FWIW I have looked at eLance and oDesk and the like on more than one occasion
and I find the process very tedious. I would much rather go to my Community
first (HN, Reddit etc.) because it is, to me, more genuine.

------
wikwocket
The only "online platform with quality jobs" that I know of is StackOverflow
Careers. :)

Sadly, anonymous online marketplaces are not the way to get decent-paying,
non-crazy people to hire you for software gigs. I know some people have
success with Elance or Craigslist, but I recommend looking at your personal
network again.

The trick is not to ask people, "Need any software?" No one will ever say yes
to this: no one needs "software." They have enough "software" and they hate
the software they have. What they need is solutions to problems they may not
even know they have.

What works better is watching people work, or asking them about their work.
You can use the pretense of wanting to learn how they use software, or
whatever. Just watch them work, and look for pain points, bottlenecks, manual-
but-automatable steps, etc. Dig a little deeper to understand the problem as
they do. Explore ways to address it with software. Offer to build a mockup/do
a demo/write up a proposal (1 page description of what you could do and how it
would help) and walk through it with your friend's boss.

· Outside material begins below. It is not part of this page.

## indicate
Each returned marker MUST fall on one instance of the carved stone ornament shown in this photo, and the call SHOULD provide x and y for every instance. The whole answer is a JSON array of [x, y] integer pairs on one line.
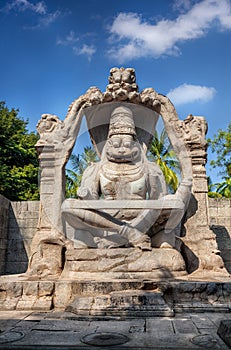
[[123, 202]]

To borrow a patio11-ism, this is the "Find an Excel workbook that someone
edits and emails to someone else; then replace it with software" approach to
finding freelance opportunities. And it's an approach I've stumbled into as
well.

My personal testimonial to this approach is that my first freelance
opportunity accidentally grew out of helping my mother with some work. I wrote
a Java app that did some web searches for her and parsed/saved some numbers.
Very crude app, yet it saved her hours a day. Then her boss heard about it. 10
years later, that app has grown into a suite of applications that launched my
consulting business, earned me probably $50-80k over the years, and has easily
made my mother's company millions of dollars.

------
adamevers
+1 for the "Offer HN" idea.

What types of projects are you looking for? Having a clear idea of what types
of projects you're willing / able to handle will help determine which jobs or
contracts you're able to complete.